Dans le détail, 40% des incidents recensés en octobre le sont pour «port de signes et tenues» religieux, contre 54% en septembre, a précisé le ministère dans un communiqué. L'institution distingue d'ailleurs «le port de signes manifestant ostensiblement une appartenance religieuse» du «port de tenues qui ne manifestent pas par nature une appartenance religieuse, comme des jupes ou des robes longues, des abayas et des qamis», ces dernières tenues ayant été à l'origine d'incidents dans une série d'établissements, comme par exemple dans un lycée à Clermont-Ferrand mi-octobre.

Les incidents recensés concernent «principalement les espaces et temps d'activités hors de la classe», et sont essentiellement le fait des élèves (88% contre 82%  en septembre), les incidents impliquant les personnels et les parents d'élèves étant nettement moins nombreux avec respectivement 3% et 7%.

Viennent ensuite les provocations verbales (14%, contre 5% en septembre), la contestation d'enseignement (12%, contre 7% précédemment), la suspicion de prosélytisme (10% contre 8%). Viennent ensuite le refus des valeurs républicaines (9%, contre 2%), les revendications communautaires (6%, contre 7%) et le refus d'activité scolaire (5%, contre 7%). La majorité des faits ont eu lieu en octobre dans des collèges (52% en octobre, contre 36% en septembre) et 37% dans des lycées (contre 51% en septembre).

Enfin, le communiqué du ministère indique que les «équipes académiques Valeurs de la République», constituées au niveau des rectorats pour aider les équipes éducatives à faire respecter le principe de laïcité à l’école, ont reçu 320 «demandes de conseils» en octobre, contre 221 en septembre. 

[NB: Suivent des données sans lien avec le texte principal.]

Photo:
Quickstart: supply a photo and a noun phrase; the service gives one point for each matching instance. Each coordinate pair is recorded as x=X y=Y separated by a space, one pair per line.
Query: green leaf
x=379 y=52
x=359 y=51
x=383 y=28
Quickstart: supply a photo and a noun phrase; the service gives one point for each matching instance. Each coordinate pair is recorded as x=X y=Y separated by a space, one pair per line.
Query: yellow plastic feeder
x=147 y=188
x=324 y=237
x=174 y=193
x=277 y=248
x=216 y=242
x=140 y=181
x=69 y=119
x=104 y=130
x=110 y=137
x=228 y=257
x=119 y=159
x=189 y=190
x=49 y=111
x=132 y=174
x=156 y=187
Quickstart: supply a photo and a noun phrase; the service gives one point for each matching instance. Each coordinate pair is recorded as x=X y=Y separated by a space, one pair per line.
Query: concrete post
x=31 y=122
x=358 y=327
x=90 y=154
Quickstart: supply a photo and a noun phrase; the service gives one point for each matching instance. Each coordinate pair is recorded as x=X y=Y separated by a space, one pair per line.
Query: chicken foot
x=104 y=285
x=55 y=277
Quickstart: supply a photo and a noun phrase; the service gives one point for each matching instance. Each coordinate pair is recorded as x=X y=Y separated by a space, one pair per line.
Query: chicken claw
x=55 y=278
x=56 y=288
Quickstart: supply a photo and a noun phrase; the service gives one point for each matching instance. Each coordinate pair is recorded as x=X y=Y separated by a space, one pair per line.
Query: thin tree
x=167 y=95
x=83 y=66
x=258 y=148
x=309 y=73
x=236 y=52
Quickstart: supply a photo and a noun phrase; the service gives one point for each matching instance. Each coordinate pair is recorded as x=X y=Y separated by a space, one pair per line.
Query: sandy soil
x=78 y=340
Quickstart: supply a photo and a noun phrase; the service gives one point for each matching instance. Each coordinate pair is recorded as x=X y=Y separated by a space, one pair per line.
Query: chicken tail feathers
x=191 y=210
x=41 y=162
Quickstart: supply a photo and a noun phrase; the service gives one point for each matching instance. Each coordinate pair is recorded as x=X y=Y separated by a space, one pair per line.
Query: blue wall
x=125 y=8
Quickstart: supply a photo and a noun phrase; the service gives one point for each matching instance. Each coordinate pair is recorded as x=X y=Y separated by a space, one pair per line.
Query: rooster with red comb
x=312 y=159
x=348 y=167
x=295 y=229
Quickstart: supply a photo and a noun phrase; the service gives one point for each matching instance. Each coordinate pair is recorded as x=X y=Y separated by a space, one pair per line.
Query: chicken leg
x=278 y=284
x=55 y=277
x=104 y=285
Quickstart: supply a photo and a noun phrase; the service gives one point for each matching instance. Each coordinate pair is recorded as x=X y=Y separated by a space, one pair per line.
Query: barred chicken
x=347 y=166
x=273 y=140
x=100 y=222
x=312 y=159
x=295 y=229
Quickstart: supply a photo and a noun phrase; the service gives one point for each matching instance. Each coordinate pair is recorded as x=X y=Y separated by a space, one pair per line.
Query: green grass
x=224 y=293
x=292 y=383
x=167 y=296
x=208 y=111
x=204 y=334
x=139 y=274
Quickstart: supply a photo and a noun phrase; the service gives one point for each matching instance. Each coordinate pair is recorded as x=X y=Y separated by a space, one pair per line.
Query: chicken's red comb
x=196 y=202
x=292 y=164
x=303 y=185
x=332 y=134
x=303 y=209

Un plan de protection de la communauté éducative adopté 

Face à cette hausse des signalements, le ministère a envoyé le 9 novembre aux recteurs d'académie une circulaire, qui devait être publiée le lendemain au Bulletin officiel. Elle prévoit un «plan en quatre axes» pour mieux protéger la communauté éducative : «sanctionner systématiquement et de façon graduée le comportement des élèves portant atteinte à la laïcité lorsqu'il persiste après une phase de dialogue», «renforcer la protection et le soutien aux personnels», «appuyer les chefs d'établissement en cas d'atteinte», et enfin «renforcer la formation des personnels et en premier lieu celle des chefs d'établissement».

Plusieurs syndicats de personnels de direction avaient demandé ces dernières semaines des «consignes claires» pour faire appliquer le principe de laïcité à l'école. Quand un chef d'établissement doit «engager une procédure disciplinaire» qui peut «s'avérer délicate» et qu'il décide de réunir le conseil de discipline, il peut le «délocaliser» dans «un autre établissement ou un service départemental de l'Education nationale» si les circonstances le nécessitent, indique cette circulaire dont l'AFP a obtenu copie.

Le 17 octobre, le ministre de l'Intérieur Gérald Darmanin avait appelé les préfets à épauler l'Education nationale sur les atteintes à la laïcité, afin de «soutenir la communauté éducative dans une indispensable réaction de grande fermeté».